The Rue St. Dominique, parallel with the Rue de Grenelle nearer the river, is equally old and august. At No. 13 lived Madame de Genlis, the monitress of French youth. Still nearer the river runs the long Rue de l'Université, which also has an illustrious past and a picturesque present, some great French noble having built nearly every house.

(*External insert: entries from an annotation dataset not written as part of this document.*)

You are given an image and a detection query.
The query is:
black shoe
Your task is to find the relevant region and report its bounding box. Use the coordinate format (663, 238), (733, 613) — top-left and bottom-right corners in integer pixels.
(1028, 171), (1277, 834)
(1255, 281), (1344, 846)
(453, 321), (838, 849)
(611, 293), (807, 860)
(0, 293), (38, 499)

One of the first old streets to cross the Boulevard St. Germain is the Rue du Bac, a roadway made when the Palace of the Tuileries was building, to convey materials from Vaugiraud to the bac (or ferry boat) which crossed the Seine where the Pont Royal now stands. This street also is full of ancient palaces and convents. Chateaubriand died at 118-120. At 128 is the Séminaires des Missions Etrangères, with a terrible little museum called the Chambre des Martyrs, very French in character, displaying instruments of torture which have been used upon missionaries in China and other countries inimical (like poor Adrienne's priest) to Christianity. The Rue des Saints-Pères resembles the Rue du Bac, but is more attractive to the loiterer because it has perhaps the greatest number of old curiosity shops of any street in Paris. They touch each other: perhaps they take in each other's dusting. I never saw a customer enter; but that of course means nothing. One might be sure of finding a case made of peau de chagrin here and be equally sure that Balzac had trodden this pavement before you. You will see, however, nothing or very little that is beautiful, because Paris does not care much for sheer beauty.

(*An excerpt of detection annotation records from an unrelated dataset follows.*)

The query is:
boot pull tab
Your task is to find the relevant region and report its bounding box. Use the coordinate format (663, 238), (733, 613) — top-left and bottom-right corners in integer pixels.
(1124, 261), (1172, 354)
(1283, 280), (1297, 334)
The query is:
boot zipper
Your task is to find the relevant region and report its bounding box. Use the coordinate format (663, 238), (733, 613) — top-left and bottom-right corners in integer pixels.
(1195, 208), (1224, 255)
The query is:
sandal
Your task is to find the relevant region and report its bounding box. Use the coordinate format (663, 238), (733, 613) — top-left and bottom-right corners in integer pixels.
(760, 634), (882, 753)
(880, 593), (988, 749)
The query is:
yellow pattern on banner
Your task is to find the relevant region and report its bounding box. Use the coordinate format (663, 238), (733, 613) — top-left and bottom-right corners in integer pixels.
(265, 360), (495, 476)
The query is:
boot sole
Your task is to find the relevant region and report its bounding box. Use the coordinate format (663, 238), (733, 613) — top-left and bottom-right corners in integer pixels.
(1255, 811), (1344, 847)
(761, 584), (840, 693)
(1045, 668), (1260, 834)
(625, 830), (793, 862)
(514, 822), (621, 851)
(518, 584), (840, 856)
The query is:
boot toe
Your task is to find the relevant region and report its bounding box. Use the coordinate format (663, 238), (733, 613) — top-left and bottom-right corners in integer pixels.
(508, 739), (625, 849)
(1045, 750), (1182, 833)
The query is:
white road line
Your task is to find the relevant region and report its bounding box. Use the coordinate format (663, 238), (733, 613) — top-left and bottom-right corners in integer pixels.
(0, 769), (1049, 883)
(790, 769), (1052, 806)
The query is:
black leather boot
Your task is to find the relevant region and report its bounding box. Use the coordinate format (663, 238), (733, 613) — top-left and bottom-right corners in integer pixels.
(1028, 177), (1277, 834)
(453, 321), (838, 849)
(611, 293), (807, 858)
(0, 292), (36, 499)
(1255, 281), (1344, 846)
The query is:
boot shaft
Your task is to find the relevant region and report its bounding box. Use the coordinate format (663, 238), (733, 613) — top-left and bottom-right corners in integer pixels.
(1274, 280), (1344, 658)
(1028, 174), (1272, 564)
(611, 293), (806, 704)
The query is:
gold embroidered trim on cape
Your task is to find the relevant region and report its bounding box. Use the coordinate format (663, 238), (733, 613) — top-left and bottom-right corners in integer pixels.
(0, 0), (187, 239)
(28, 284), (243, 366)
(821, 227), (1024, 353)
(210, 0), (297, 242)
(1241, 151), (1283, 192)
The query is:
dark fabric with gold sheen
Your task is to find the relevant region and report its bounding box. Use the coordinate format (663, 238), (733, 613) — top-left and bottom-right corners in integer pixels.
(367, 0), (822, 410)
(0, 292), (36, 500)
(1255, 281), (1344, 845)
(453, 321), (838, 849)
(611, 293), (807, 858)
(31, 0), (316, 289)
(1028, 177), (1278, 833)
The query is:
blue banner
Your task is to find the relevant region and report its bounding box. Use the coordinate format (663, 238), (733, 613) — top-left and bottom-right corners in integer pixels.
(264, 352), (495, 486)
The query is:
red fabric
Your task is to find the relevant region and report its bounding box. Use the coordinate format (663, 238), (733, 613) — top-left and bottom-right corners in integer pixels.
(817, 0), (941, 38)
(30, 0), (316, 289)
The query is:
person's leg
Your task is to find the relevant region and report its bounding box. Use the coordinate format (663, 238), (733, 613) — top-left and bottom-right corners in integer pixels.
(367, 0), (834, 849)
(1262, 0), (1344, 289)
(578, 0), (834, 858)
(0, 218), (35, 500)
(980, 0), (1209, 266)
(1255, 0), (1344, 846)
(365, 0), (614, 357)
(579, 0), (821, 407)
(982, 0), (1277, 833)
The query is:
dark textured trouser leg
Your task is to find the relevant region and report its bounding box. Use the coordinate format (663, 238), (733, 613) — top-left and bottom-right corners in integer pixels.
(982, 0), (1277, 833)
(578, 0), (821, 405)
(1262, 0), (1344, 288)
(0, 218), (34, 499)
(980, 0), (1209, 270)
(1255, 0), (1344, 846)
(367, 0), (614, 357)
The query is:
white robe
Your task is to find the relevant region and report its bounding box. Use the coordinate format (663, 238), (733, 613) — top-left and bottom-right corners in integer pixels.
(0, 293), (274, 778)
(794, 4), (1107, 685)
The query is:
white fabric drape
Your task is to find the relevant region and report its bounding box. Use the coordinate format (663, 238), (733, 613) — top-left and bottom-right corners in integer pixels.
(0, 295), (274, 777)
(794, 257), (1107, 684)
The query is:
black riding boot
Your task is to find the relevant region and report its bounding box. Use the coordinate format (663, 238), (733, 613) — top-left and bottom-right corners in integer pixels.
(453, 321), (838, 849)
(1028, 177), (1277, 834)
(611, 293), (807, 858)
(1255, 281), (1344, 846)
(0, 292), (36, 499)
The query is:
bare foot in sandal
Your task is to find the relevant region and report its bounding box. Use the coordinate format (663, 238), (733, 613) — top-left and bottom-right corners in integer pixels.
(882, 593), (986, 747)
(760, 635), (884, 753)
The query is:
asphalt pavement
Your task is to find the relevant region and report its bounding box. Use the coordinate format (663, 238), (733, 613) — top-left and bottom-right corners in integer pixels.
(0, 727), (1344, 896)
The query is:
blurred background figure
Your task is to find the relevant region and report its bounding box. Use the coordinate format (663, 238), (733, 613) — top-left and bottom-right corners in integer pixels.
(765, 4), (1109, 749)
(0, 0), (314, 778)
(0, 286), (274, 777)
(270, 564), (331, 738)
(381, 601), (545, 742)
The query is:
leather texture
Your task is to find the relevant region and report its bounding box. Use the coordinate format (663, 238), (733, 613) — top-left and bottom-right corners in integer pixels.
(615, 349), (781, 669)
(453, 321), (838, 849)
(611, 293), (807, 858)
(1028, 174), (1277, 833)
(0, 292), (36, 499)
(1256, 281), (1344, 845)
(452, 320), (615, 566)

The Rue des Saints-Pères runs upwards into the Rue de Sèvres, where old convents cluster and the Bon Marché raises its successful modern bulk. It was in the Abbaye-aux-Bois, once at the corner of the Rue de Sèvres and the Rue de la Chaise, but now buried beneath a gigantic block of new flats, that Madame Récamier lived from 1814 until her death in 1849, visited latterly every day by the faithful Chateaubriand. M. Georges Cain has a charming chapter on this friendship and its scene in his Promenades dans Paris, of which an English translation, entitled Walks in Paris, has recently been published.

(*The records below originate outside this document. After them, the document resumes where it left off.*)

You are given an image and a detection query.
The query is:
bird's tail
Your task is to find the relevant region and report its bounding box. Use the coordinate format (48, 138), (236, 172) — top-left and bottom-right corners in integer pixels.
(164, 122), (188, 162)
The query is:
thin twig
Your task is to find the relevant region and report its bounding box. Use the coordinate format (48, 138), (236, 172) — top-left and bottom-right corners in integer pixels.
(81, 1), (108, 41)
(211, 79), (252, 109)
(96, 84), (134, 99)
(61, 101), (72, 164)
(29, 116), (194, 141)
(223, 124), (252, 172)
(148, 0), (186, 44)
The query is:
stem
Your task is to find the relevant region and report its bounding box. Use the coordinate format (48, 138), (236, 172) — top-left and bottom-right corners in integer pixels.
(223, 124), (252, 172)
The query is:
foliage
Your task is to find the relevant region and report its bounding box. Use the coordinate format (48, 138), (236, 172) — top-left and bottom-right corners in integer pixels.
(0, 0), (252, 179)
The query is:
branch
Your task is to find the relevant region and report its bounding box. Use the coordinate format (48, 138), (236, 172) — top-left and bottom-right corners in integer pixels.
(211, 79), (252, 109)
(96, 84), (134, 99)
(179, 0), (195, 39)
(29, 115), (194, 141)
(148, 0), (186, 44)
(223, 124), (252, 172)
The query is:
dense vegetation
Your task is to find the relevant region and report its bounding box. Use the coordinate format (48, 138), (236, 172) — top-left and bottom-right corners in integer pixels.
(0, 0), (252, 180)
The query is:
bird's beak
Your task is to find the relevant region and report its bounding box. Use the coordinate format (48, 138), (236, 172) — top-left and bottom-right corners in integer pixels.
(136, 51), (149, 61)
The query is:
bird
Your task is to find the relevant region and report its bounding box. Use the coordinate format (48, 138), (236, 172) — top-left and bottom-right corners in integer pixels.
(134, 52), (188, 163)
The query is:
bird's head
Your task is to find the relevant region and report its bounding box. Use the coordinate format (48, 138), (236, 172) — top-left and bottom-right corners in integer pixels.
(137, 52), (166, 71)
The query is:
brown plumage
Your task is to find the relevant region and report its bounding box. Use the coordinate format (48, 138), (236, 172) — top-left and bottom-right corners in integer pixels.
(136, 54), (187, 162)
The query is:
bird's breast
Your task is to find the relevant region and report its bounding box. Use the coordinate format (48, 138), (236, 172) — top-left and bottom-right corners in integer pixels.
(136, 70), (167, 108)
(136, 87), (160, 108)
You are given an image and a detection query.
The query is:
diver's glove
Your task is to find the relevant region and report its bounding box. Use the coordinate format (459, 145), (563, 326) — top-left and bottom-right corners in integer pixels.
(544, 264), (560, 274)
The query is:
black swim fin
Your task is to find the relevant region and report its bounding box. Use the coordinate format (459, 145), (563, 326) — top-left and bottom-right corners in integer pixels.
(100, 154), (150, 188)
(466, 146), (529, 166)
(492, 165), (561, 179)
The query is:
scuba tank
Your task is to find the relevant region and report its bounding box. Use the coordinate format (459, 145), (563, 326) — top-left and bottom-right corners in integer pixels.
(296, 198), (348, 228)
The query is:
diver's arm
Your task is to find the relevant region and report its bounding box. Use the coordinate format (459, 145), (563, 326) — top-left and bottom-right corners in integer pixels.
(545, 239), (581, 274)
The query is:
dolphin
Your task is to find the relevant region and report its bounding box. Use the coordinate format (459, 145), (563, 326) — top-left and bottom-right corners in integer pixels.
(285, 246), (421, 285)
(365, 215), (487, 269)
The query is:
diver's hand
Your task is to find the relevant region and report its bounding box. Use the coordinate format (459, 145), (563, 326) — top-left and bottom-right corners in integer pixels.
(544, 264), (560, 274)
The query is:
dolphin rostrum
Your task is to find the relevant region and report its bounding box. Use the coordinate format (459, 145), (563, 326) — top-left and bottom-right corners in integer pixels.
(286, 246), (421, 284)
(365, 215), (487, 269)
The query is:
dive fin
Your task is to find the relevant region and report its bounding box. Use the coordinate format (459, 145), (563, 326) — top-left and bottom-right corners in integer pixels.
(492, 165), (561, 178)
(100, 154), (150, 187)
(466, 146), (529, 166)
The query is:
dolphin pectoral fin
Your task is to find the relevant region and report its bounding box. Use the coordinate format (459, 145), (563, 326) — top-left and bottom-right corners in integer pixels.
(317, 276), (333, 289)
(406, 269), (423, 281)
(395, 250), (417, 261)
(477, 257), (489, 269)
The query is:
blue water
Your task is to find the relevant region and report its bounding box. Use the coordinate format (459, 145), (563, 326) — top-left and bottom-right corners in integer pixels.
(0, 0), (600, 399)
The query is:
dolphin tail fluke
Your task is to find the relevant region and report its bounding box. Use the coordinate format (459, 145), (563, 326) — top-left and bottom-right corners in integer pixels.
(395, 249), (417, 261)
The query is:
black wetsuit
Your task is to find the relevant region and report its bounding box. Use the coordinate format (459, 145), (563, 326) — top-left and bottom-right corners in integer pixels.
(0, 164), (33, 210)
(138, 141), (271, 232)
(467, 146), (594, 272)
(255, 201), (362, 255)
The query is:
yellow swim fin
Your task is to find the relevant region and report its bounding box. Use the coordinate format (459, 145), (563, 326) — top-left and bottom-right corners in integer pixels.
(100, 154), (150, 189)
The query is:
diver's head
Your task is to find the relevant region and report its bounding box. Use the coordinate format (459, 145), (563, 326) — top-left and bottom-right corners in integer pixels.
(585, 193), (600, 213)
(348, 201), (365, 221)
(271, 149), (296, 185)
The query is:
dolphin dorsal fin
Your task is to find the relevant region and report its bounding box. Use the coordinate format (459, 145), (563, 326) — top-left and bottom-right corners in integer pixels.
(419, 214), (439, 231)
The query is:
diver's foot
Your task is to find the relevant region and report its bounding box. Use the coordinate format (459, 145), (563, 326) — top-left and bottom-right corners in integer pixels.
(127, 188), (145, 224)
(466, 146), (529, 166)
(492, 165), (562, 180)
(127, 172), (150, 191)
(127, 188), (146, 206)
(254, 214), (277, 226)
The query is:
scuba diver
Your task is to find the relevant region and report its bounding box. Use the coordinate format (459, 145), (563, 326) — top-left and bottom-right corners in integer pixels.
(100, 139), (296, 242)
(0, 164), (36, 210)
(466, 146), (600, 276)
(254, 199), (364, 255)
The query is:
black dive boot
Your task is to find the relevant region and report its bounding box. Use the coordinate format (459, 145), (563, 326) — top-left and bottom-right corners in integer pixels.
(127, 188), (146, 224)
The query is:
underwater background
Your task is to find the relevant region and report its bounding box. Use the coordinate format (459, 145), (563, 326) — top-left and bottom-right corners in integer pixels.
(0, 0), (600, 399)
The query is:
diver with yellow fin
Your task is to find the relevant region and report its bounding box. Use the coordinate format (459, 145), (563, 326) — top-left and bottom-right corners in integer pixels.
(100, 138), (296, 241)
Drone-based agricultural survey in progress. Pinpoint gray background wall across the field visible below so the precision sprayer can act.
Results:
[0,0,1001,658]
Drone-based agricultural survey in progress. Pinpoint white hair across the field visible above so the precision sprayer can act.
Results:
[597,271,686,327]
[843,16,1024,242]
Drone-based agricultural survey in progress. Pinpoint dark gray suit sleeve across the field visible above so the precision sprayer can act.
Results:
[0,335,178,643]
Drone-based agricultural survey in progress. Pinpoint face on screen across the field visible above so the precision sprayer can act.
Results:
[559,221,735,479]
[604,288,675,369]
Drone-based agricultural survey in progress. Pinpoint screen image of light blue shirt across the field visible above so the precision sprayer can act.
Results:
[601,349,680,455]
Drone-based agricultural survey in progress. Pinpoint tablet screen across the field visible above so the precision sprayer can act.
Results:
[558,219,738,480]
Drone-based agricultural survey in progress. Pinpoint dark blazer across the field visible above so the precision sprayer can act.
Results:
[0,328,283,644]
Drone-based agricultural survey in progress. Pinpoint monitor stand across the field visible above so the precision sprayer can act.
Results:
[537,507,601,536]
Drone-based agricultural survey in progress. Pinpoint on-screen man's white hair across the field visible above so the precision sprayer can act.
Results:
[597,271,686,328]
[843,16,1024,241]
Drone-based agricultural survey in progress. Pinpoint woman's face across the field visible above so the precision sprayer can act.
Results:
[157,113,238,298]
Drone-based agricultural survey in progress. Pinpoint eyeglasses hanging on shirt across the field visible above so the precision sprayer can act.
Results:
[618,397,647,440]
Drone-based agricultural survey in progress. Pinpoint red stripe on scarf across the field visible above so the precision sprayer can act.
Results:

Returning to the Boulevard St. Germain, which we leave as often as we touch it, I remember that, on the south side, between the Invalides end and the statue of the inventor of the semaphore, used to be a little shop devoted to the sale of trophies of Joan of Arc. And since it used to be there, it follows that it is there still, for nothing in Paris ever changes. One of the great charms of Paris is that it is always the same. I can think of hardly any shop that has changed in the last ten years. This means, I suppose, that the French rarely die. How can they, disliking as they do to leave Paris? It is the English and the Scotch, born to forsake their homes and live uncomfortably foreign lives, who die.
EIFFEL TOWER TROCADÉRO
THE PONT ALEXANDRE III
(FROM THE EAST)
If one is interested in seeing the Pasteur Institute, now is the time, for it is not far from the Rue de Sèvres, in the Rue Falguière, named after Falguière the sculptor of the memorial to Pasteur in the Place Breteuil: one of the best examples of recent Paris statuary, with a charming shepherd boy playing his pipe to his flock on one side of the pediment, and grimmer scenes of disease on the others. This monument, however, is some distance from the Institute, the Place Breteuil being the first carrefour in that vast and endless avenue which leads southwards from Napoleon's tomb. The Institute itself has a spirited statue of Jupille the shepherd, one of its first patients, in his struggle with the wolf that bit him. Pasteur's tomb is here, but I have not seen it, as I arrived on the wrong day.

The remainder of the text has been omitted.